Facebook owner Meta also said on Friday it will reimburse travel expenses for employees seeking out-of-state reproductive care. However the company is also "assessing how best to do so given the legal complexities involved," according to a spokesperson.
Despite this, Meta has also moved to limit internal discussion of the ruling.
Moderators on its Workplace forum removed posts mentioning abortion, citing a "respectful communications" policy barring employee discussions of political topics, according to a LinkedIn post by a Meta employee in Seattle.
Moderators also took down links to Facebook posts by outgoing Chief Operating Officer Sheryl Sandberg that condemned the ruling, the employee wrote.
Google sent a company-wide email on Friday following the news saying that employees in affected states could apply for relocation “without justification”.
"Googlers can also apply for relocation without justification, and those overseeing this process will be aware of the situation," CNBC reported the email as saying.
Google also said that its benefits plan covers out-of-state medical procedures that are not available where an employee lives and works.
Ride hailing company Lyft said it would legally shield drivers in abortion cases, saying it would expand a recent policy as new state laws were passed.
"No driver should have to ask a rider where they are going and why," a spokesperson said.
Apple has confirmed that its benefits allow employees to travel out of state for medical care if it is not available where they live.
"As we’ve said before, we support our employees’ rights to make their own decisions regarding their reproductive health.

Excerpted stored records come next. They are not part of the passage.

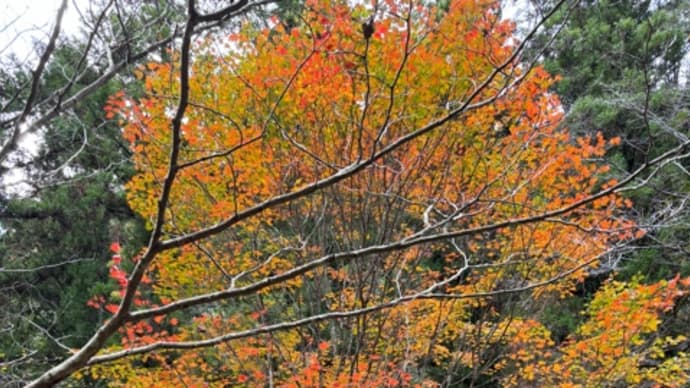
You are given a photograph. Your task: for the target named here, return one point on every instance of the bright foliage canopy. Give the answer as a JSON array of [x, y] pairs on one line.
[[459, 146]]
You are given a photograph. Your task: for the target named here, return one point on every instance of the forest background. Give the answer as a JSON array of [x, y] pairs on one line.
[[327, 194]]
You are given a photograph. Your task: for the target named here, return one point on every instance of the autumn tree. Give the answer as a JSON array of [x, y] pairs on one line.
[[377, 195]]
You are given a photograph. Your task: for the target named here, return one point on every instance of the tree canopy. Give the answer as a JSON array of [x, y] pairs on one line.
[[384, 194]]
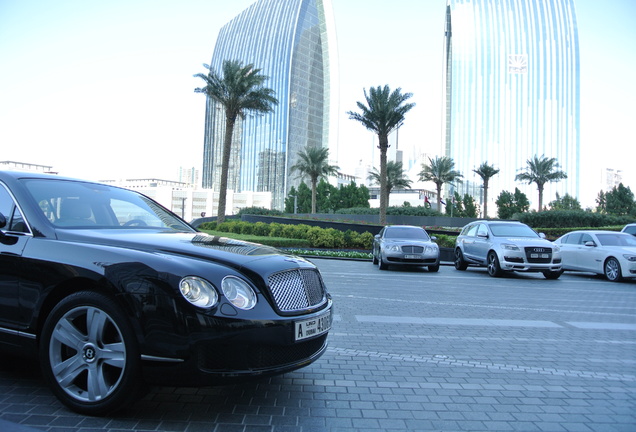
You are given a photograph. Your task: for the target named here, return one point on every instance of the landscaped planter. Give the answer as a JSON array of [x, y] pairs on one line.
[[446, 255]]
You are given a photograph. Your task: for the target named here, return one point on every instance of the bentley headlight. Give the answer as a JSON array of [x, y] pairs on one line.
[[238, 292], [198, 291]]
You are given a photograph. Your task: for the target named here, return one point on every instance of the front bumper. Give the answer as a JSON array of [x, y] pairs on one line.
[[400, 258], [225, 351]]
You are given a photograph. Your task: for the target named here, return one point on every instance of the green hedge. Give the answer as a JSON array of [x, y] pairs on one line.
[[393, 211], [315, 237], [572, 219]]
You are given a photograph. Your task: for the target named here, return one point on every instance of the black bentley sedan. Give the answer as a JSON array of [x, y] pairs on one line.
[[111, 291]]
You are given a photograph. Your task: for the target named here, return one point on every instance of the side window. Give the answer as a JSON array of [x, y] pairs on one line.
[[15, 221], [6, 203], [482, 230], [472, 231]]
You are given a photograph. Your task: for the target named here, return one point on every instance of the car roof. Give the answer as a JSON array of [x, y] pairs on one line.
[[596, 232], [10, 174]]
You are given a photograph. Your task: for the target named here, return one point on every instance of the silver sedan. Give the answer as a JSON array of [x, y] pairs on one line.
[[405, 245], [607, 253]]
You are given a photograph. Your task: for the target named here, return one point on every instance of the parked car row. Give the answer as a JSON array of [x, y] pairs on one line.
[[507, 246]]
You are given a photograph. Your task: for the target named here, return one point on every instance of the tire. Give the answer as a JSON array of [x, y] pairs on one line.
[[89, 355], [612, 270], [381, 264], [552, 275], [460, 263], [494, 269]]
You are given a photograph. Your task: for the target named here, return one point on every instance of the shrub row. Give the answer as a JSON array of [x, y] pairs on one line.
[[393, 211], [316, 236], [572, 219]]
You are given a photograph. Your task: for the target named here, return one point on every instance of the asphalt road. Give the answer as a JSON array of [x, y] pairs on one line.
[[410, 350]]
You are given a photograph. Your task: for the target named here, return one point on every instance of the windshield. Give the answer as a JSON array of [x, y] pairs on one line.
[[512, 230], [89, 205], [616, 239], [406, 233]]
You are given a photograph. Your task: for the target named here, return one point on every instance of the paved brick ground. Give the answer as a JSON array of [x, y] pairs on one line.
[[411, 350]]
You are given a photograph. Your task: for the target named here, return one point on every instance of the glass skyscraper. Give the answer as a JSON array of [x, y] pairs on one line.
[[293, 43], [512, 92]]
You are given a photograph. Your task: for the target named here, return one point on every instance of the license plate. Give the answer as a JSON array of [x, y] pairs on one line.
[[539, 255], [312, 327]]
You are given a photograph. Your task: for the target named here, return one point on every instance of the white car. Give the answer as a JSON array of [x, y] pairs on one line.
[[405, 245], [505, 246], [608, 253]]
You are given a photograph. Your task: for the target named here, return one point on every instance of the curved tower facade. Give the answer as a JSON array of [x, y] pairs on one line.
[[512, 91], [291, 42]]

For more than a decade, Apple’s comprehensive benefits have allowed our employees to travel out-of-state for medical care if it is unavailable in their home state," an Apple spokesperson told CNBC.
Microsoft in May said that it would extend its abortion and gender affirming care services for employees in the US to include travel expense assistance.
Following Friday’s ruling by the Supreme Court, a Microsoft spokesperson told The Seattle Times that "Microsoft will continue to do everything we can under the law to support our employees and their enrolled dependents in accessing critical health care".
Amazon told its staff in May that it would cover up to $4,000 (€3,782) in travel expenses for medical treatments, including abortions.
The company will pay the travel costs for staff who are forced to travel 100 miles (161km) or more to have the procedure.
Online travel review site Yelp previously said in May that it would cover the cost of travel for employees seeking reproductive services.
On Friday, the company’s co-founder and chief executive Jeremy Stoppelman said the Supreme Court ruling "puts women's health in jeopardy, denies them their human rights, and threatens to dismantle the progress we've made toward gender equality in the workplace since Roe".
Starbucks said on Friday that it would reimburse abortion travel expenses for partners enrolled in its healthcare plan if a legal provider isn’t in the partner’s state of residence or within 100 miles of their home, The Seattle Times reported.
Earlier this month, Starbucks had said all partners who are enrolled in their healthcare plan would have access to the benefits, including those who are unionising, the newspaper reported.
But the company added that it could not "make promises of guarantees about any benefits" for unionised stores.